Simpson's paradox and the tyranny of strata

dynomight

Simpson's paradox is an example of how the same data can tell different stories. Most people think of this as an odd little curiosity, or perhaps a cautionary tale about the correct way to use data.

You shouldn't see Simpson's paradox like that. Rather than some little quirk, it's actually just the simplest case of a deeper and stranger issue. This is less about the “right” way to analyze data and more about limits to what questions data can answer. Simpson's paradox is actually a bit misleading, because it has a solution, while the deeper issue doesn't.

This post will illustrate this using no statistics and (basically) no math.

I Zeus

You are a mortal. You live near Olympus with a flock of sheep and goats. Zeus is a jerk and has taken up shooting your animals with lightning bolts.

zeus

He doesn't kill them; it's just boredom. Transforming into animals to seduce love interests gets old eventually.

Anyway, you wonder: Does Zeus have a preference for shooting sheep or goats? You decide to keep records for a year. You have 25 sheep and 25 goats, so you use a 5x5 grid with one cell for each animal.

sheep v goats 1

At first glance, it seems like Zeus dislikes goats more than He dislikes sheep. (If you're worried about the difference being due to random chance, feel free to multiply the number of animals by a million.)

II Colors

Thinking more, it occurs to you that some animals have darker fur than others. You go back to your records and mark each animal accordingly.

sheep v goats 2

You re-do the analysis, splitting into dark and light groups.

sheep v goats 3

Overall, sheep are zapped less often than goats. But dark sheep are zapped more often than dark goats (7⁄11 > 10⁄16) and light sheep are zapped more often than light goats (5⁄14 > 3⁄9). This is the usual paradox: The conclusion changes when you switch from analyzing everyone to splitting into subgroups.

How does that reversal happen? It's simple: For both sheep and goats, dark animals get zapped more often, and there are more dark goats than dark sheep. Dark sheep are zapped slightly more than dark goats, and similarly for light sheep. But dumping all the animals together changes the conclusion because there are so many more dark goats. That's all there is to the regular Simpson's paradox. Group-level differences can be totally different than subgroup differences when the ratio of subgroups varies.
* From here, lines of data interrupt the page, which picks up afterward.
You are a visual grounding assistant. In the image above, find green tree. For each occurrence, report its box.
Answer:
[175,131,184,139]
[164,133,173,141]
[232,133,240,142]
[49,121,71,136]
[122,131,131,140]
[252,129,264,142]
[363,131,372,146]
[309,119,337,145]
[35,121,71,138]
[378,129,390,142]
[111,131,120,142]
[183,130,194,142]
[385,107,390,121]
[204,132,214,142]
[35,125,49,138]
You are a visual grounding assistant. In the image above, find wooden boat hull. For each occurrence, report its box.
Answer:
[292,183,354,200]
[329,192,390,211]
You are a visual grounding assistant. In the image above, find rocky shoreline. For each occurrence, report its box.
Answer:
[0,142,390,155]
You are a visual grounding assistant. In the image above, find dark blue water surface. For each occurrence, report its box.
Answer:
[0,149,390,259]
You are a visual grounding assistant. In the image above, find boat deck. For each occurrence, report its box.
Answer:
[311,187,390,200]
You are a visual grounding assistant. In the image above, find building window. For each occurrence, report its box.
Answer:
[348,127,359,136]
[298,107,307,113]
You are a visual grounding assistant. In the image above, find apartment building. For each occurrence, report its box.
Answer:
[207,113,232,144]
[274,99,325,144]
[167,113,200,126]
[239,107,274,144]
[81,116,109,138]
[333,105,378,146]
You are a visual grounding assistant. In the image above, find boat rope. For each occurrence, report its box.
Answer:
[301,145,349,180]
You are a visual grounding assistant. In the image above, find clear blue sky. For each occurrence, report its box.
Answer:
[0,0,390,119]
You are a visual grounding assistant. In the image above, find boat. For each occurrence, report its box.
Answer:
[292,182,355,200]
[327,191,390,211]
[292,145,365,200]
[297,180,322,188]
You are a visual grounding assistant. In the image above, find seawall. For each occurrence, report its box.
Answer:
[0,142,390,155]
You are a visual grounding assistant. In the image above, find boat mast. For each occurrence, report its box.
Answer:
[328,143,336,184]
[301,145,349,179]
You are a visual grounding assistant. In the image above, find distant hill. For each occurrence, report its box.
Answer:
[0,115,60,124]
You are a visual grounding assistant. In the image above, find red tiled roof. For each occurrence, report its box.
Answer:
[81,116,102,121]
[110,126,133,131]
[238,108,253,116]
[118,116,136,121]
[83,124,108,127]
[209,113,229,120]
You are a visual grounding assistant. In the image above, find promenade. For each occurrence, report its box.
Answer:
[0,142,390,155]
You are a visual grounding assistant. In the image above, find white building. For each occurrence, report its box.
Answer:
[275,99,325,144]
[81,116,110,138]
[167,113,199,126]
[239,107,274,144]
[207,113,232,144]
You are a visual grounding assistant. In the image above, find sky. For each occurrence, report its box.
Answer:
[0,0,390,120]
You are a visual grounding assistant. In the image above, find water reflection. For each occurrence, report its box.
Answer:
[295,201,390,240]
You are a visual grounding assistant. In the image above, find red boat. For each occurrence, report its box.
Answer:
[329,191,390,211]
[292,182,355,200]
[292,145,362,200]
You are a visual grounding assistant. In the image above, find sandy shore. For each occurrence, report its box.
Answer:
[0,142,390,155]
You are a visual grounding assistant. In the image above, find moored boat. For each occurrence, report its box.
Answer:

This probably seems like a weird little edge case so far. But let's continue.

III Stripes

Thinking even more, you notice that many of your (apparently mutant) animals have stripes. You prepare the data again, marking each animal according to stripes, rather than color.

sheep v goats 4

You wonder, naturally, what happens if you analyze these groups.

sheep v goats 5

The results are similar to those with color. Though sheep are zapped less often than goats overall (12⁄25 < 13⁄25), plain sheep are zapped more often than plain goats (5⁄14 > 3⁄9), and striped sheep are zapped more often than striped goats (7⁄11 > 10⁄16).

IV Colors and stripes

Of course, rather than just considering color or stripes, nothing stops you from considering both.

sheep v goats 6

You decide to consider all four subgroups separately.

sheep v goats 7

Now sheep are zapped less often in each subgroup. (1⁄4 < 2⁄7, 6⁄7 < 8⁄9, etc.)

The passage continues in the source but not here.